Possible bug in the handling fo the normalization in the skimmers

francescobrivio commented 1 year ago

While re-checking the sample normalization applied in the skimmers for the EFT studies of the non-resonant Run 2 analysis I noticed a possible bug in the skimmers. More precisely, in this line (which is used in the numerator when the samples are normalized) https://github.com/LLRCMS/KLUBAnalysis/blob/a5742e528486bc1f5a172872755948b3e84165fb/test/skimNtuple2016_HHbtag.cpp#L2263 the weight topPtReweight is missing. This same weight is instead added in the denominator in these lines: https://github.com/LLRCMS/KLUBAnalysis/blob/a5742e528486bc1f5a172872755948b3e84165fb/test/skimNtuple2016_HHbtag.cpp#L1494-L1497

The topPtReweight is computed in the gen-section of the skimmers and it's different from 1 only for TT samples. Even though the branches containing the topPtReweight weight are never used later on in the analysis, as shown above, this weight is actually included in the denominator (totalEvents), but not in the numerator.
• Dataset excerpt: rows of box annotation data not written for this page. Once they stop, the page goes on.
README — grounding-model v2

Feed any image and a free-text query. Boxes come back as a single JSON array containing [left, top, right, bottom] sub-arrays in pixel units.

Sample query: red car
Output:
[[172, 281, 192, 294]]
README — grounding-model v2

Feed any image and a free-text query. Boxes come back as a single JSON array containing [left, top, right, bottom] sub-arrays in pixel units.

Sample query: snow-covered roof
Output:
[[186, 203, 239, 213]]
I quickly looked at the TTtopPtreweight_up branch of the skims (which is actually filled with topPtReweight, as shown here) for a skim file of the TT_semiLep sample and I can confirm the value is != 1:

@portalesHEP @dzuolo @jonamotta this is most probably a bug that we missed in the past, but further checks (i.e. including re-skimming the TT samples with the addition of this weight in the numerator) are in order.

portalesHEP commented 1 year ago

Thanks for the heads up! I'm not entirely clear on why this weight is needed, and I found out that its value is hardcoded in the skimmer: https://github.com/LLRCMS/KLUBAnalysis/blob/a5742e528486bc1f5a172872755948b3e84165fb/test/skimNtuple2016_HHbtag.cpp#L73-L74 https://github.com/LLRCMS/KLUBAnalysis/blob/a5742e528486bc1f5a172872755948b3e84165fb/test/skimNtuple2016_HHbtag.cpp#L1139-L1141 Do you know where these values come from and if we should simply remove them from the sum of weight or rather add them back to the event weight for TT events?
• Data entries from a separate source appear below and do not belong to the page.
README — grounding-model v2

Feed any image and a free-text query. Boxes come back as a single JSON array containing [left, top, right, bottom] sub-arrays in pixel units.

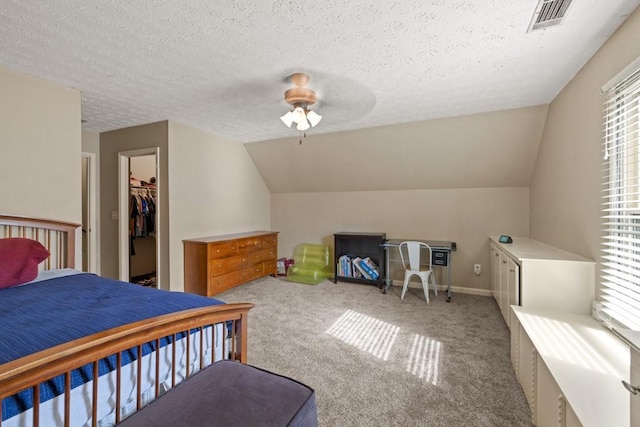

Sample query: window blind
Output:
[[601, 63, 640, 330]]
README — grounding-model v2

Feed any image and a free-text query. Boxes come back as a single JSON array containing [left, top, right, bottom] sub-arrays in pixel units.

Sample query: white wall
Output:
[[0, 67, 82, 223], [169, 122, 271, 290]]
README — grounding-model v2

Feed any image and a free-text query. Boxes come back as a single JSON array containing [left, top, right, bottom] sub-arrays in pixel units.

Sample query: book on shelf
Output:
[[353, 257, 371, 280], [336, 255, 380, 280], [358, 257, 380, 280]]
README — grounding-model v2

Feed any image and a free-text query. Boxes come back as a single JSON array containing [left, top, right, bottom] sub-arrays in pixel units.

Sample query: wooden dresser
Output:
[[183, 231, 278, 296]]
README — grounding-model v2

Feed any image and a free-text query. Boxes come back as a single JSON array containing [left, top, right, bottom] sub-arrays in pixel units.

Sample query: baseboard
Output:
[[392, 280, 493, 297]]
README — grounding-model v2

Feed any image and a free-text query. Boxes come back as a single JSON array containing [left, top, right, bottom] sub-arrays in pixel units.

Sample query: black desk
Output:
[[383, 239, 457, 302]]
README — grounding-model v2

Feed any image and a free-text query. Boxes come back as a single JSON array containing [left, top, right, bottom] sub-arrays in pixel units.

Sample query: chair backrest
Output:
[[398, 241, 431, 271]]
dzuolo commented 1 year ago

Hi @portalesHEP! If we understood correctly the twiki https://twiki.cern.ch/twiki/bin/viewauth/CMS/TopPtReweighting we are in category "Case 3.1: Analyses with SM tt as background (not in signal)" and, specifically: "In a control region which is signal-depleted and tt-enriched, one should check the data-MC agreement of the main distributions of the analysis, together with the top pT. If the agreement between the data and MC is within the available uncertainties (syst. and stat.) then the effect of top pT mismodeling can be considered covered by the existing uncertainties and no additional correction or uncertainty is needed." So we should remove this weight from the sum of weight and check the data/MC agreement in the inverted resolved2b0j category.

jonamotta commented 1 year ago

To my knowledge, the reweighting is done according to what is written in this page. Even if I admit that by looking at it now, the hardcoded numbers coincide but the method itself no...

portalesHEP commented 1 year ago

Ok, thanks for the pointers. Then I'd tend to agree that we should remove the weights before the next skimming round. I suppose that this should not have had any critical impact on the non-resonant result though (?), since there was a dedicated TT correction extracted which should've absorbed any issue introduced by this bug

jonamotta commented 1 year ago

I am not sure I agree with either of the points.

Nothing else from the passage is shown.